Por último sobre la parte de que es un problema cultural, quisiera aportar destacando la característica endógena de esto. Si se fiscaliza, se modifican las acciones. Al igual que si hubiese sido un sistema estupendo desde un ppio. (sin aglomeraciones, no creo que la evasión hubiese sido tan escandalosa). Creo que hay un prejuicio hacia los "Europeos". Allá SI hay evasión y SI hay fiscalización (incluso en Alemania). Claro, se ve menos pues lleva años funcionando y por lo tanto ya se debe haber entrado en un estado estacionario en que se fiscaliza poco, se evade poco y el sistema funciona (sin tomar en cuenta las diferencias abismantes entre sistemas: subsidios, infraestructura, uso de teconología, etc.). En Alemania (al menos en Berlin) la fiscalización incluso es "a la mala". Los fiscalizadores van "disfrazados de gente común" abuelitas, punks, oficinistas, etc. precisamente para evitar que la gente se baje del vehículo o valide en ese instante. Eso implica que: 1. la gente efectivamente lo hacía antes ó 2. pensaron en la posibilidad de que los usuarios lo hicieran y diseñaron en consecuencia. Por último, si un pasajero valida al ver subirse un fiscalizador, la labor del fiscalizador está cumplida; si se baja, tendrá que tomar otro vehículo y pierde tpo., así que en cierto sentido "paga"; por esto, no veo problema mayor en eso. Siempre habrá evasión, hay que tratar de que sea baja. Me parece que el problema cultural en este caso fue otro: porfía y predisposición al diseñar políticas públicas, lo que da como resultado que los proyectos resulten malos o a medias...

La idea del abono por largo tpo. es muy buena también. En todo caso, dado el desastre y los oídos sordos que han hecho las autoridades en materia de tpte. en los últimos N años, no me sorprende que no se haya implementado.

Arturo dijo...

Recuerdo que antes de la puesta en marcha del plan, las autoridades plantearon dos formas para tratar de paliar las evasiones:

1. Fiscalizadores con tecnologia para ver si la tarjeta bip! indicaba si el usuario había pagado el viaje que estaba haciendo

2. Que la evasión significaría alzas en el pasaje y que los mismo usuarios "castigarían" a quienes no pasaran su tarjeta por el validador.

Esta claro que (1) nunca llegó a aplicarse por la caótica puesta en marcha del plan.

Fijar la tarifa en $380 hasta la "normalización del sistema" ha hecho que (2) tampoco se haya ejercido (a pesar que hay personas que increpan a quienes no pagan, y que ponen en peligro su integridad fisica la mayoria de las veces)

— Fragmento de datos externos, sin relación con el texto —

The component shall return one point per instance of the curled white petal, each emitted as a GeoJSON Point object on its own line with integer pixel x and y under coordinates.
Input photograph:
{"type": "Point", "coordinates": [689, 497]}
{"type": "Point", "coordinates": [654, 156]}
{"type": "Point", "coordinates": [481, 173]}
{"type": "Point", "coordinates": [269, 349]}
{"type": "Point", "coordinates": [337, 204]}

Si bien actualmente "transantiago es otro" (respecto al que comenzo), hay vastas areas de Santiago que siguen teniendo un servicio más que deficiente (le tengo fe a STP que le compro las empresas al grupito de Navarrete); que la infraestructura necesaria se esta empezando a construir recien (con altas dosis de improvisación en muchos casos); y que falta la implementación del sistema de gestión de flota.

Finalmente, no sé si habiéndose "normalizado" el sistema la gente vaya a pagar, pero si hay muchos puntos fácilmente identificables donde las zonas pagas podrían aplacar el problema en gran medida.